Na de plechtige overhandiging van de allereerste exemplaren van het boek 'Als God gebeurt' door uitgever Toon Osaer (Halewijn) aan Toon Arens, Monseigneur Van Looy en Barbara Focquaert (gemeenschapsverantwoordelijke Arkgemeenschap Gent), nam ook de auteur zelf het woord. Hij grondvestte de ontstaansgeschiedenis van zijn boek in de concrete, dagelijkse en kwetsbare werkelijkheid van zijn diaconale zending in het dekenaat Wetteren. Toons toelichting bij het boek stelde scherp op de identiteit van de diaconie; namelijk diaconie als 'vindplaats van God' en als 'verbindplaats met God'.

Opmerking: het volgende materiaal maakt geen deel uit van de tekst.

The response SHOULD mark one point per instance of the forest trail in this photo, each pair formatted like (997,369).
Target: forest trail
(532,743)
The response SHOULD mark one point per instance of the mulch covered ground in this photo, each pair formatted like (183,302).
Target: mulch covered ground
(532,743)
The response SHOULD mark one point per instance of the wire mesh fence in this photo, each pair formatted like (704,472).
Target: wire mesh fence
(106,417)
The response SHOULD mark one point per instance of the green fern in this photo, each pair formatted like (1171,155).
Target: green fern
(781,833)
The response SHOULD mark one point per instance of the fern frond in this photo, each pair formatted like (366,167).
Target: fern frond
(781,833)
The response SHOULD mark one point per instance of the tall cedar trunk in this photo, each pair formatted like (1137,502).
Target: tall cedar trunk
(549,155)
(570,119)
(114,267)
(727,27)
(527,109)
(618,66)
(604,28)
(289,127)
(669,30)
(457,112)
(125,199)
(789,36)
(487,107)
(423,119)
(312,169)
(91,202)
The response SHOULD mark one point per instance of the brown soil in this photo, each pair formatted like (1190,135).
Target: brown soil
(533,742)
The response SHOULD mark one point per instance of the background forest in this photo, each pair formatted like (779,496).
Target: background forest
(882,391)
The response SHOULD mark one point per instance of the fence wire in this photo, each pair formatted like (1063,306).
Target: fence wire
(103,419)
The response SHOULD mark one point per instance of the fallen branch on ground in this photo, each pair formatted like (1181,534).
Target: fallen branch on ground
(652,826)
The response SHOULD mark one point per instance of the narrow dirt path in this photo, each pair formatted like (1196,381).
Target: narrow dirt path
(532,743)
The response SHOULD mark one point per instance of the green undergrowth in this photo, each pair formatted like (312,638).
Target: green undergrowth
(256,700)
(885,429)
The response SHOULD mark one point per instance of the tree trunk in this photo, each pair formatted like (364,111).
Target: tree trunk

Diaconie als gewijde grond
Arens waarschuwde vooreerst zijn toehoorders voor een zeker nonchalance waarmee de huidige mens - zelfs gelovige - soms voorbijgaat aan de diaconale taak van de Kerk. De vanzelfsprekendheid waarmee we vandaag diaconie als 'vrucht van' of 'antwoord op' de ontmoeting van God zien, doet niet geheel recht aan de kern van de diaconie. Ze is immers in sé ook de ontmoetingsplaats zelf met God waar Hij zijn voetsporen nalaat. De auteur legde de aanwezigen en lezers van zijn boek een vraag voor die hem tijdens de redactie van zijn werk bezighield: "Welk denken hebben we voor handen om recht te doen aan de kern van de diaconie?"
Zich beroepend op de kerkelijke autoriteit van Etienne Grieux en kerkvader Augustinus, lichtte Toon al een tip van de sluier op over het antwoord dat zijn boek biedt op deze vraag:
De (diaconale) liefde is een goddelijke deugd. Ze wordt niet alleen opgeroepen en gevoed door Gods liefde, ze is die liefde zelf. Waar mensen naar mensen omzien, daar gebeurt God.
Diaconie als verbindplaats met God
Tot slot beklemtoonde Toon ook dat we God niet enkel passief vinden in de diaconale dienstbaarheid, maar dat er ook werkelijk iets gebeurt in deze ontmoeting met de ander en met God. In de relatie met deze kwetsbare ander, keren we ons tot God en hebben we Hem lief doorheen de kleinste gebaren van menselijkheid die we aan de naaste verlenen. Arens idealiseert echter niet: hij drukt zijn publiek op het hart dat het weldegelijk soms een moeilijke missie is. Het is soms een moeilijke, maar vooral een Blijde Boodschap die we verkondigen.
Waar we menselijkheid toevoegen aan het bestaan, stellen we ons hart af op Hem bij wie alle liefde is.